Has the busiest man in fashion just allowed couture to be comfortable?
Jonathan Anderson, the busiest man in fashion, just released his couture collection for Dior and there’s a lot going on. First impression: a pleated silver hat, seemingly fashioned from tin foil. Conspiracy-era millinery offset by a hefty grey jersey stole wrapped around the shoulders with all the determination of a grandmother who refuses to catch a draft. The model looks faintly paranoid. Elegantly so.
For couture, this collection has an unusual number of robes and pieces that look comfortable, like luxe loungewear. Where, exactly, are we going in radiation-proof millinery and a stola? An art museum? My grandmother’s linen cupboard? A retirement home? New Mexico?
The answer is all of them. Jonathan’s challenge, of course, was what to do with the Bar jacket. His answer is not to sharpen, but to soften it, dissolving its architecture into cardigan-like jackets and robes that look almost too comfortable for couture. Throughout the collection, fabric is constantly pretending to be something else: paper, foil, wire, metal. The Bar jacket, meanwhile, pretends to be soft. If Schiaparelli spent this week turning latex into couture, Anderson seems intent on doing the same for aluminium foil.
His starting point was American sculptor Lynda Benglis, the radical feminist whose work often begins with flat sheets of material before they’re pleated, knotted, and twisted into sculptural forms. She’s hardly a new acquaintance. They collaborated during his Loewe years, and her work returns here. The silver knots, the crisp folds, the paper-like fabrics, the metallic plissé-it’s all referring to her sculptures. Simultaneously, Jonathan imagined her gardens in her years spent in Ahmedabad, India, inspiring the floral embellishments, mother-of-pearl inlays and antique chintz fragments that appear throughout the collection, and the dry landscapes of Santa Fe seep into its softer colours, cacti motifs and crystalline shimmer.
A shimmery, light blue, ’80s-esque draped dress catches the light like those grainy VHS recordings of dolphins leaping through shiny waves. Another variation, in soft green, moves like grass in a Studio Ghibli film: in waves, slithering, rustling. A pale blue dress has an actual fan attached to the front, later another variation with the fan attached to the backside, somewhere between a bustle, a pair of wings, and a very glamorous piece of air conditioning. My personal favourites are the two green, meadowy dresses – with minuscule daisies all over.

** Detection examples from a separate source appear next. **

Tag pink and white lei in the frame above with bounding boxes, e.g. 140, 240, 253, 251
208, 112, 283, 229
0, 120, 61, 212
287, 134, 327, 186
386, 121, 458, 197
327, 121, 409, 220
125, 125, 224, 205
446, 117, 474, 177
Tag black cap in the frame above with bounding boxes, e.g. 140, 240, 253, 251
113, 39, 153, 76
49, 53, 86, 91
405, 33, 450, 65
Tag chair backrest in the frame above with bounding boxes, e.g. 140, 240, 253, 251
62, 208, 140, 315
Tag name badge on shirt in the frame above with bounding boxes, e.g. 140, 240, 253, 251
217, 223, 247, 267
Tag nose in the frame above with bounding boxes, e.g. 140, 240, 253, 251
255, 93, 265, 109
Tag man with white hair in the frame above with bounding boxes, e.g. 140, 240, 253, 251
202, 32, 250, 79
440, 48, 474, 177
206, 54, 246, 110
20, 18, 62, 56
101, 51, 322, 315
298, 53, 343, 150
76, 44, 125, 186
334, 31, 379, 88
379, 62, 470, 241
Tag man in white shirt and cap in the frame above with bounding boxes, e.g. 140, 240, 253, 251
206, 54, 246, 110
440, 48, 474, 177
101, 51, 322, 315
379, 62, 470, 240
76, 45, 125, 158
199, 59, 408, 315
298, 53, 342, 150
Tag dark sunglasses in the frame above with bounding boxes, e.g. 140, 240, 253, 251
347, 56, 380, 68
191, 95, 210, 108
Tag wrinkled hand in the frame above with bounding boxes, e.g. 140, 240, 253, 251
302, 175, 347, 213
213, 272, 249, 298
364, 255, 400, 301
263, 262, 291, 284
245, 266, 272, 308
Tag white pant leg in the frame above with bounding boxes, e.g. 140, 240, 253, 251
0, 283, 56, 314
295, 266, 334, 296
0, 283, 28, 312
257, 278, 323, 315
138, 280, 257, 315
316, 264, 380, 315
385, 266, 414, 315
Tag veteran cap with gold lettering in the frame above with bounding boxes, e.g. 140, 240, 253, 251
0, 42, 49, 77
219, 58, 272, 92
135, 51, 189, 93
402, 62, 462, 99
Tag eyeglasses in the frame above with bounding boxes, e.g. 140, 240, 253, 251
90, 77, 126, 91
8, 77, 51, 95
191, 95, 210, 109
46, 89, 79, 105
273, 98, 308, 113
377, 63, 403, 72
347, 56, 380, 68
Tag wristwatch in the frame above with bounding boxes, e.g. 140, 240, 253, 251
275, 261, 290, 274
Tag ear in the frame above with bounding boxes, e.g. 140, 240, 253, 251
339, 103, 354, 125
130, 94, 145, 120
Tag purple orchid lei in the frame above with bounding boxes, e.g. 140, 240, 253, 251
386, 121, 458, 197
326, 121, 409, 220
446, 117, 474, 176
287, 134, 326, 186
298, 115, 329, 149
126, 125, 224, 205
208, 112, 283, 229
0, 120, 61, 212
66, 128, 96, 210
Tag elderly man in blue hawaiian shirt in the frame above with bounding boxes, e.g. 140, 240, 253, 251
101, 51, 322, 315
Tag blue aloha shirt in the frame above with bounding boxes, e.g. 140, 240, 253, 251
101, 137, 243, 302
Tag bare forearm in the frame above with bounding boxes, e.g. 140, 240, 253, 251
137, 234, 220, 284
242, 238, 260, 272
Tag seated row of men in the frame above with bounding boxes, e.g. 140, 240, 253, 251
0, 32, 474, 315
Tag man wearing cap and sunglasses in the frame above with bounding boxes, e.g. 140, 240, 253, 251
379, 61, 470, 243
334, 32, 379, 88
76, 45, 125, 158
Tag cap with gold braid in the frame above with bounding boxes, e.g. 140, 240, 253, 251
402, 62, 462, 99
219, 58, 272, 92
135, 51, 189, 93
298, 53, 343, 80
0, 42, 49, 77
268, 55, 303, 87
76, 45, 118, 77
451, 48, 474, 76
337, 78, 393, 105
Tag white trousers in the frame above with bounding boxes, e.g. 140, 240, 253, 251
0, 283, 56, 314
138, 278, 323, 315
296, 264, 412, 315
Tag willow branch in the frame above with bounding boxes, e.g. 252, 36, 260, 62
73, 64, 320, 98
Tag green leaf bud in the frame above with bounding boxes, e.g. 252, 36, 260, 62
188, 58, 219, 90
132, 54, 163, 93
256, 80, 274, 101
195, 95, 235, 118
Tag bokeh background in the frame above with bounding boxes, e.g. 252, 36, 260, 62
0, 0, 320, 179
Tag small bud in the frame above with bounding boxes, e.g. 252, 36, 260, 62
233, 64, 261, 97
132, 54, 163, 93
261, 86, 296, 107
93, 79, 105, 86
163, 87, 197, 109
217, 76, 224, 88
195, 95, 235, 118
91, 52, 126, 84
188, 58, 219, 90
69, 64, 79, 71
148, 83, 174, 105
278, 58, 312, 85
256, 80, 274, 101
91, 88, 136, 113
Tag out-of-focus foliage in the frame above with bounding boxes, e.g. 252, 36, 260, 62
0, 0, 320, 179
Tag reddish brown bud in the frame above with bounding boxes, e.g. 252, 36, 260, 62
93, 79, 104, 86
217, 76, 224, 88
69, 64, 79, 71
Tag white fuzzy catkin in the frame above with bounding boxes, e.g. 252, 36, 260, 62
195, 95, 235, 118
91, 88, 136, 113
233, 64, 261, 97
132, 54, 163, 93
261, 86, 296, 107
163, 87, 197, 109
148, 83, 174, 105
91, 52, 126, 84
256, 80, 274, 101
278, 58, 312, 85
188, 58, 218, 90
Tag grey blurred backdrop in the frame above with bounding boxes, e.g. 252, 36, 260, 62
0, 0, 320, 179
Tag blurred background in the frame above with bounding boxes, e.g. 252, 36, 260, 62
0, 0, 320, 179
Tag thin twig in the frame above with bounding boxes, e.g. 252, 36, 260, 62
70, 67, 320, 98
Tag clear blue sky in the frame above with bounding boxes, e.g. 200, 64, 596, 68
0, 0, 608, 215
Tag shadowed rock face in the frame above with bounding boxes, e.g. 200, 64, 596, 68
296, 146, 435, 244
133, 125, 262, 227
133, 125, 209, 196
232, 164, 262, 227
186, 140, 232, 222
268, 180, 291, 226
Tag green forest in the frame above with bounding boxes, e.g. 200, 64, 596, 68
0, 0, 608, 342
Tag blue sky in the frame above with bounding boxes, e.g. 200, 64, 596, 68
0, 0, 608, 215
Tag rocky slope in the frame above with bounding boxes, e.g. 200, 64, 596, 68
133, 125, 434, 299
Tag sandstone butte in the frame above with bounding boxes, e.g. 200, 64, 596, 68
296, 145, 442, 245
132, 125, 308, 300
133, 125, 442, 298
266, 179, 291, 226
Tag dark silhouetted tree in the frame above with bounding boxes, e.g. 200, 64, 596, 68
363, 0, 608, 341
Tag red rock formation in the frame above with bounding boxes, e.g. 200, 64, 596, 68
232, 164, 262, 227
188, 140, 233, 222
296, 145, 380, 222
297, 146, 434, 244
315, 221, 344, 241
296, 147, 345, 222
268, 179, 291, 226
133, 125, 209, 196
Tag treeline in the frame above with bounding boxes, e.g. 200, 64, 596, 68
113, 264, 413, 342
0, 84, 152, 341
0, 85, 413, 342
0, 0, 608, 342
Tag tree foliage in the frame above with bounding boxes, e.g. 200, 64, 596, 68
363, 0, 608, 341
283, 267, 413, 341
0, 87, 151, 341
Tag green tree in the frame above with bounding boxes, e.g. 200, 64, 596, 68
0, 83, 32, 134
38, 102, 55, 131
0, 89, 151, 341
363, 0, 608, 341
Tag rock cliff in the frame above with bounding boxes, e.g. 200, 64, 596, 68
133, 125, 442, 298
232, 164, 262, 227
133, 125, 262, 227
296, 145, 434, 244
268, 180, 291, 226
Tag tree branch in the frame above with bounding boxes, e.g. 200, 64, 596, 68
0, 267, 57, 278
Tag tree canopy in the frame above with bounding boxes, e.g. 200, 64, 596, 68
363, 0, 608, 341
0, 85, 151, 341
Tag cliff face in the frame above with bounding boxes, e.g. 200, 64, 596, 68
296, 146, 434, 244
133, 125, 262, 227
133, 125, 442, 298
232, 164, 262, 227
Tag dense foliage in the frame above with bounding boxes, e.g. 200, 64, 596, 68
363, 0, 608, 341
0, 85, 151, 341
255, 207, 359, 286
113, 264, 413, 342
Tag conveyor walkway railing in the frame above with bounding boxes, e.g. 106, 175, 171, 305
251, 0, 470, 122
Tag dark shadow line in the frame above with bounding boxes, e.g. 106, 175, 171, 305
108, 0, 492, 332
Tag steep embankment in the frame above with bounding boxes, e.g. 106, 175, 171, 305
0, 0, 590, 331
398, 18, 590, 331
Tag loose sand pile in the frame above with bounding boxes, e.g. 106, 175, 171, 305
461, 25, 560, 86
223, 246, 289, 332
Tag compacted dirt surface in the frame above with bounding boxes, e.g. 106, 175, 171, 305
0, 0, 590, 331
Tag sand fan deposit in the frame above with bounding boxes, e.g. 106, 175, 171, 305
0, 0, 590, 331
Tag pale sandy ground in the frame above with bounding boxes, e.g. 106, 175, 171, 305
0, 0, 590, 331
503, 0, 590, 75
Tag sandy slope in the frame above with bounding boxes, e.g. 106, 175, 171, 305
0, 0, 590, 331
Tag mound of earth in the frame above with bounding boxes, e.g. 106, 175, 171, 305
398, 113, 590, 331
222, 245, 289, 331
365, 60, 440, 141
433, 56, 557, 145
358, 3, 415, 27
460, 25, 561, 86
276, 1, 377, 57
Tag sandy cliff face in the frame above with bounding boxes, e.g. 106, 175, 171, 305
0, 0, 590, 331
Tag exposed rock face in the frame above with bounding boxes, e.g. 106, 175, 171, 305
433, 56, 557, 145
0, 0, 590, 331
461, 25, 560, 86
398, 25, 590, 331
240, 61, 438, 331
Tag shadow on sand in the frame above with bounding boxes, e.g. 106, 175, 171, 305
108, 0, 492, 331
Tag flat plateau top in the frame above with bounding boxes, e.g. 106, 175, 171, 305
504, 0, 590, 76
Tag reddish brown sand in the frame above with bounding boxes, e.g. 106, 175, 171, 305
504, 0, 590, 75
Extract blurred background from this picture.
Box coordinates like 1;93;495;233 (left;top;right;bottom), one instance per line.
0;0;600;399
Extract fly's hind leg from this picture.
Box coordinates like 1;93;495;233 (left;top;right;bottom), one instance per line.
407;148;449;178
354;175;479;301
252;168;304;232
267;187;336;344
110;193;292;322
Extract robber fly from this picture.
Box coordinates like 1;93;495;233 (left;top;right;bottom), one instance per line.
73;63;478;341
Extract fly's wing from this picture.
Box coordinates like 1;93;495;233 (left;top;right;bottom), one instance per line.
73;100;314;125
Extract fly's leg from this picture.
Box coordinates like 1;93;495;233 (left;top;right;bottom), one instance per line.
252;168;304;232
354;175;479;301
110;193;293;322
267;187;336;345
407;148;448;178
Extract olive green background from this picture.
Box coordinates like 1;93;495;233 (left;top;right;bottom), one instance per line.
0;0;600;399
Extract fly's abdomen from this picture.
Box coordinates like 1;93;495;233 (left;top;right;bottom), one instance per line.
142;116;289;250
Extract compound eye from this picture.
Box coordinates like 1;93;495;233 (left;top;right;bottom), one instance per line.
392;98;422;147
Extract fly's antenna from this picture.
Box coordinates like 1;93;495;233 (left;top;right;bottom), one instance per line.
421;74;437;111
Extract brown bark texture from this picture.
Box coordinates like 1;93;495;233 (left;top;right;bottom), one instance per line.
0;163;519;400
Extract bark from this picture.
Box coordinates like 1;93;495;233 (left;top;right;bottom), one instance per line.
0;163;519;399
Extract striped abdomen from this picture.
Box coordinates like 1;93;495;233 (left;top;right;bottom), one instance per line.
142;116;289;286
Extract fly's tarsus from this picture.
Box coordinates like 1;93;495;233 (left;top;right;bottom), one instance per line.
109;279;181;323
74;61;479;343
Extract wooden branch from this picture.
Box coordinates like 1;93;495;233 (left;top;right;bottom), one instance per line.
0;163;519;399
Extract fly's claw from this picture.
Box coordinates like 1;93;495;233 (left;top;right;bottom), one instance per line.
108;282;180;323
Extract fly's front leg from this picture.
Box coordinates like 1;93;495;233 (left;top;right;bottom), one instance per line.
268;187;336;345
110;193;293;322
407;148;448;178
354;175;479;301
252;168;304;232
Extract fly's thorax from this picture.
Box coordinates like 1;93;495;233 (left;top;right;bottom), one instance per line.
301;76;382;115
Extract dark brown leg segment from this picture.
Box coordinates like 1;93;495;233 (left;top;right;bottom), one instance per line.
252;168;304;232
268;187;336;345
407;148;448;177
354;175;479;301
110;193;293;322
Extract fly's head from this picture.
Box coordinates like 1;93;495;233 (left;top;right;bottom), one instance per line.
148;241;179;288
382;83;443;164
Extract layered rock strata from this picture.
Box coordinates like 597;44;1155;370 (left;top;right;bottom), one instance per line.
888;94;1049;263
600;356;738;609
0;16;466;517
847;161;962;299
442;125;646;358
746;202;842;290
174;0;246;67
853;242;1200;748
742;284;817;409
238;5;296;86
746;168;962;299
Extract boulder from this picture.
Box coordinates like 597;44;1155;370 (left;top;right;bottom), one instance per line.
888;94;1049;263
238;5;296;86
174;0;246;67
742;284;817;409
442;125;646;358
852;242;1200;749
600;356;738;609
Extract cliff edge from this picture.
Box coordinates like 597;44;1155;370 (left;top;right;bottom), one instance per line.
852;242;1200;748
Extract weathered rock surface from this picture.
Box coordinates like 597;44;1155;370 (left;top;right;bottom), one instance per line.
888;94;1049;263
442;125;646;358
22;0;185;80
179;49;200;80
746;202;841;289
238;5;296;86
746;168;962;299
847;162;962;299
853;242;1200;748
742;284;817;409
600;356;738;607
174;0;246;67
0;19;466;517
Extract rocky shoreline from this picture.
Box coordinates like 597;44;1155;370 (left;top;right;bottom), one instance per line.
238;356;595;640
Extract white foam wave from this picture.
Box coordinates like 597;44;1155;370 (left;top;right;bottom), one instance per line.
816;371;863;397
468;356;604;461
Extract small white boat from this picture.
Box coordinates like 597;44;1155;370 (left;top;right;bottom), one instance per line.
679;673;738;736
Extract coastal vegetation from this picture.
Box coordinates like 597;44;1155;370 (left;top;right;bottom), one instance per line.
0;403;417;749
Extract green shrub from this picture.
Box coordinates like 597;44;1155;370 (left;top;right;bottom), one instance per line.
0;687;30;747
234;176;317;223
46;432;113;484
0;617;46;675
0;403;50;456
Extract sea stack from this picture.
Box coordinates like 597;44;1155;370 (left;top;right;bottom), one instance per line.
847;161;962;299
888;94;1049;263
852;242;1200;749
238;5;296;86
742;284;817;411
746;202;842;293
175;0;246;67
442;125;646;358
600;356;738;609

The bags are equally interesting. Most of the bags are exquisitely inlaid clutches or metallic bows folded into sculptural handbags, until one model appears carrying a rolled-up silver armadillo. Another has a dumpling-shaped cactus with beaded spikes. Which brings us, inevitably, to the shoes. Tiny crocheted flowers and mysterious little bits dangle from satin pumps as though somebody emptied the contents of a sewing basket directly onto them. I kept expecting to spot a thimble. Later, the charms mutate into little feathers, folded flowers, and beaded ornaments inspired by Lynda Benglis’ Peacock sculptures. One pair blooms with flowers, poisonous foxgloves to be specific.
People often say couture resembles sculpture, as though this were the highest compliment available. I wondered instead whether sculpture has been trying, all along, to become a bathrobe. Turns out, the distance between a folded blanket, a grandmother fastening her shawl, a knot in aluminium, and an exquisitely made Dior gown is perhaps much smaller than one first imagines.